Re: Race between KeepFileRestoredFromArchive() and restartpoint

From: David Steele <david(at)pgmasters(dot)net>
To: Noah Misch <noah(at)leadboat(dot)com>
Cc: pgsql-hackers(at)postgresql(dot)org, Kyotaro Horiguchi <horikyota(dot)ntt(at)gmail(dot)com>, Don Seiler <don(at)seiler(dot)us>
Subject: Re: Race between KeepFileRestoredFromArchive() and restartpoint
Date: 2022-08-02 15:01:19
Message-ID: da613671-86b1-8731-8cc0-d5bc1590d6f8@pgmasters.net
Views: Raw Message | Whole Thread | Download mbox | Resend email
Thread:
Lists: pgsql-hackers

On 8/2/22 10:37, Noah Misch wrote:
> On Tue, Aug 02, 2022 at 10:14:22AM -0400, David Steele wrote:
>> On 7/31/22 02:17, Noah Misch wrote:
>>> On Tue, Jul 26, 2022 at 07:21:29AM -0400, David Steele wrote:
>>>> On 6/19/21 16:39, Noah Misch wrote:
>>>>> On Tue, Feb 02, 2021 at 07:14:16AM -0800, Noah Misch wrote:
>>>>>> Recycling and preallocation are wasteful during archive recovery, because
>>>>>> KeepFileRestoredFromArchive() unlinks every entry in its path. I propose to
>>>>>> fix the race by adding an XLogCtl flag indicating which regime currently owns
>>>>>> the right to add long-term pg_wal directory entries. In the archive recovery
>>>>>> regime, the checkpointer will not preallocate and will unlink old segments
>>>>>> instead of recycling them (like wal_recycle=off). XLogFileInit() will fail.
>>>>>
>>>>> Here's the implementation. Patches 1-4 suffice to stop the user-visible
>>>>> ERROR. Patch 5 avoids a spurious LOG-level message and wasted filesystem
>>>>> writes, and it provides some future-proofing.
>>>>>
>>>>> I was tempted to (but did not) just remove preallocation. Creating one file
>>>>> per checkpoint seems tiny relative to the max_wal_size=1GB default, so I
>>>>> expect it's hard to isolate any benefit.
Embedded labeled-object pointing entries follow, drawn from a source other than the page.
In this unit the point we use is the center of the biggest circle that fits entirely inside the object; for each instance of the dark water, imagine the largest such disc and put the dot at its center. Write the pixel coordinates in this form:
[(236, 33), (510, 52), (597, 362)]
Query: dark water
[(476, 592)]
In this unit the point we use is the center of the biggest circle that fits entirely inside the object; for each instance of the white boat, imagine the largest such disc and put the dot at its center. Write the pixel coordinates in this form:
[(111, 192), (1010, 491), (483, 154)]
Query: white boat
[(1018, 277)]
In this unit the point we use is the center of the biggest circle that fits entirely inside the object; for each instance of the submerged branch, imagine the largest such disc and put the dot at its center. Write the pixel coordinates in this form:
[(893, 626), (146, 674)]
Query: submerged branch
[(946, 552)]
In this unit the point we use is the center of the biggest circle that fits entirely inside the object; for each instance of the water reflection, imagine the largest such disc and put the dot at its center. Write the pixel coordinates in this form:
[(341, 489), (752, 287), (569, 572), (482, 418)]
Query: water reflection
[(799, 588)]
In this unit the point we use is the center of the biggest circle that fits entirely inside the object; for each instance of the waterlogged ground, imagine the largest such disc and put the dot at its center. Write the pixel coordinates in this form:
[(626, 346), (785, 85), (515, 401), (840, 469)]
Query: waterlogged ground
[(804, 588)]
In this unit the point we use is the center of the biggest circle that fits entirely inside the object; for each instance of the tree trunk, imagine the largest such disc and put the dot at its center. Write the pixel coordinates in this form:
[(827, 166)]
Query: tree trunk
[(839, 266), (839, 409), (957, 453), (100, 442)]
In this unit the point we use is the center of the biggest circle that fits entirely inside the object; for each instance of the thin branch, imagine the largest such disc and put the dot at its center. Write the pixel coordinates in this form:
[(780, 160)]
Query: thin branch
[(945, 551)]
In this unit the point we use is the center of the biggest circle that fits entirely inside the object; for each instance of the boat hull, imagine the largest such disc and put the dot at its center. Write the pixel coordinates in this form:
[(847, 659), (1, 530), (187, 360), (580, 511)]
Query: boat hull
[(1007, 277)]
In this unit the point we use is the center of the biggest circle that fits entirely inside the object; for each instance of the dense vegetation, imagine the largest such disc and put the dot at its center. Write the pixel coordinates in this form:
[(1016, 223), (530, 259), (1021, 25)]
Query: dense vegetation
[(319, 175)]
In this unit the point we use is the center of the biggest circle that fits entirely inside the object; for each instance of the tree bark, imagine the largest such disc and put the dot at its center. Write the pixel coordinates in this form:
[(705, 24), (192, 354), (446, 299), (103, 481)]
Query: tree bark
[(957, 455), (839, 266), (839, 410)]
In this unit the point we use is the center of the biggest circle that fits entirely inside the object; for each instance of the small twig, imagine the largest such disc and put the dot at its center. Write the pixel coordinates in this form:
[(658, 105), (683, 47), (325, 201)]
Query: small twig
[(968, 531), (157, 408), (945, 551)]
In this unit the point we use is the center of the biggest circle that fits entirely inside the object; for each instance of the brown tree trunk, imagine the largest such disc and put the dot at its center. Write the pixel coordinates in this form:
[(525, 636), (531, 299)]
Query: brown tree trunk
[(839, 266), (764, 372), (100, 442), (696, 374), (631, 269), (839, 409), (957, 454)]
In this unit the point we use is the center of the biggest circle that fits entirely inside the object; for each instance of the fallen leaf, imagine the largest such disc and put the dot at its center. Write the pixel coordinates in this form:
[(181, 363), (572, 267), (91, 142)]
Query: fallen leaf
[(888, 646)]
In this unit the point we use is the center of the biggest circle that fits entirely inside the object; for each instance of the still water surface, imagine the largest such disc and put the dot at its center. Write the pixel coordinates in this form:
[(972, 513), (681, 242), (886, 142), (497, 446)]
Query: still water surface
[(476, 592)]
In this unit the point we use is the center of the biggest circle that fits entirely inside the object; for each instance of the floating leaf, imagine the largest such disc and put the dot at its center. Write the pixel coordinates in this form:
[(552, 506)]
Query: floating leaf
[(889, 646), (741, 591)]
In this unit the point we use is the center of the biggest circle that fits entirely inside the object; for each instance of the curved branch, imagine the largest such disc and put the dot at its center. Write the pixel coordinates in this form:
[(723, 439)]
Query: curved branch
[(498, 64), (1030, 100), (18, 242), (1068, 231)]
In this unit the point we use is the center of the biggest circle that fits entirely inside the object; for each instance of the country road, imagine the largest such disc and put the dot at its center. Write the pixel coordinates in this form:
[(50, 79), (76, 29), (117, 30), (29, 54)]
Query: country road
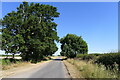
[(52, 69)]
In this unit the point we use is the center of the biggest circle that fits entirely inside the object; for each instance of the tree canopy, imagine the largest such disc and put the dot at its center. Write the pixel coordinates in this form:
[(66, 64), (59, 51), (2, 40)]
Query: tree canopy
[(72, 45), (30, 31)]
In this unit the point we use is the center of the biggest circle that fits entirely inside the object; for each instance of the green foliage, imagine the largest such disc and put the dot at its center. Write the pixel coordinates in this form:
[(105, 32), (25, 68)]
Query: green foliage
[(72, 45), (109, 60), (9, 61), (30, 31), (86, 56)]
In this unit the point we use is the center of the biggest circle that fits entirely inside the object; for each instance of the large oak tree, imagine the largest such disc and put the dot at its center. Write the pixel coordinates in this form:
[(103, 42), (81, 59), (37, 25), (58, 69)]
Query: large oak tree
[(30, 31)]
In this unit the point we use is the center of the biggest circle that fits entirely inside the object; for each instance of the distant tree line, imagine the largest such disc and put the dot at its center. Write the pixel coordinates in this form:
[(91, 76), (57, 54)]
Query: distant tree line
[(73, 45), (30, 31)]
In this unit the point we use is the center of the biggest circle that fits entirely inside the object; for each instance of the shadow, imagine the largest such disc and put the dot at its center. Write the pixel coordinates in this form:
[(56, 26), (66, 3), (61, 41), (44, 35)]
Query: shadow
[(59, 59)]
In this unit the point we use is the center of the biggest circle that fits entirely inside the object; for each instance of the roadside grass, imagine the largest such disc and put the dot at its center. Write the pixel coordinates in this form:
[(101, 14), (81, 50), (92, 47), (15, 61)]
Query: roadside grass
[(9, 55), (90, 70), (8, 63)]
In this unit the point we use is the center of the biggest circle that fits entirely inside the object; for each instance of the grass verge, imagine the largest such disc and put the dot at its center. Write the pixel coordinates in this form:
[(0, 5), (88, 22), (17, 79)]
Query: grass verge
[(89, 70)]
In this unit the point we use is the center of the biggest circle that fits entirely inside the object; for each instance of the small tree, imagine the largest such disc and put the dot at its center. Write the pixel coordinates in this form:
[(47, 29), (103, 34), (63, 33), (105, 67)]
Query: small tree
[(72, 45)]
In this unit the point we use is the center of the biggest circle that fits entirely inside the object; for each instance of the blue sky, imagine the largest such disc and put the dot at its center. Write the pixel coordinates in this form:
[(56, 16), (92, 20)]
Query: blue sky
[(96, 22)]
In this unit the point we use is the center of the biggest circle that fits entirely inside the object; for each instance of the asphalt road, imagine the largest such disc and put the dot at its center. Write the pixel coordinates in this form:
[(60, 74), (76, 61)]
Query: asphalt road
[(52, 69)]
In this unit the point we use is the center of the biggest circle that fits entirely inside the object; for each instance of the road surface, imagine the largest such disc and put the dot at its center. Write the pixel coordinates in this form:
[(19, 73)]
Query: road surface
[(52, 69)]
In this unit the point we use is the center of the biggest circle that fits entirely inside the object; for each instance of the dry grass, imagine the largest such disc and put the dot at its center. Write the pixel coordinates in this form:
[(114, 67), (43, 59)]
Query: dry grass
[(89, 70)]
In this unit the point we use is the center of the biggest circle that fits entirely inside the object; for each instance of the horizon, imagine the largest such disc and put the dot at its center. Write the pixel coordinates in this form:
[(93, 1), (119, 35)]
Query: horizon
[(101, 19)]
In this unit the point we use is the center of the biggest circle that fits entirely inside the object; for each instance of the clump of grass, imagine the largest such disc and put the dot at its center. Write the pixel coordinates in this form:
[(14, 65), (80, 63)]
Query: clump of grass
[(10, 63), (89, 70)]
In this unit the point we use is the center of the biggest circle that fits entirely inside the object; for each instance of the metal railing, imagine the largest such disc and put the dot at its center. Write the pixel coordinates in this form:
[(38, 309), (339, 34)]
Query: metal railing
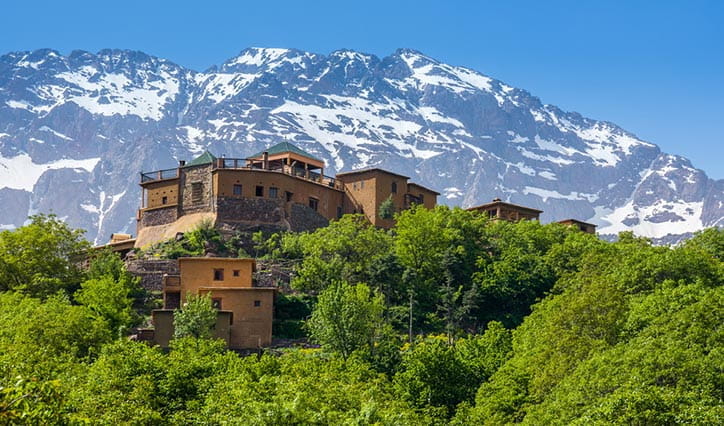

Under the old checkpoint_segments=3
>>>>> default, a preallocated segment covered a respectable third of the next
>>>>> checkpoint. Before commit 63653f7 (2002), preallocation created more files.
>>>>
>>>> This also seems like it would fix the link issues we are seeing in [1].
>>>>
>>>> I wonder if that would make it worth a back patch?
>>>
>>> Perhaps. It's sad to have multiple people deep-diving into something fixed on
>>> HEAD. On the other hand, I'm not eager to spend risk-of-backpatch points on
>>> this. One alternative would be adding an errhint like "This is known to
>>> happen occasionally during archive recovery, where it is harmless." That has
>>> an unpolished look, but it's low-risk and may avoid deep-dive efforts.
>>
>> I think in this case a HINT might be sufficient to at least keep people from
>> wasting time tracking down a problem that has already been fixed.
>>
>> However, there is another issue [1] that might argue for a back patch if
>> this patch (as I believe) would fix the issue.
>
>> [1] https://www.postgresql.org/message-id/CAHJZqBDxWfcd53jm0bFttuqpK3jV2YKWx%3D4W7KxNB4zzt%2B%2BqFg%40mail.gmail.com
>
> That makes sense. Each iteration of the restartpoint recycle loop has a 1/N
> chance of failing. Recovery adds >N files between restartpoints. Hence, the
> WAL directory grows without bound. Is that roughly the theory in mind?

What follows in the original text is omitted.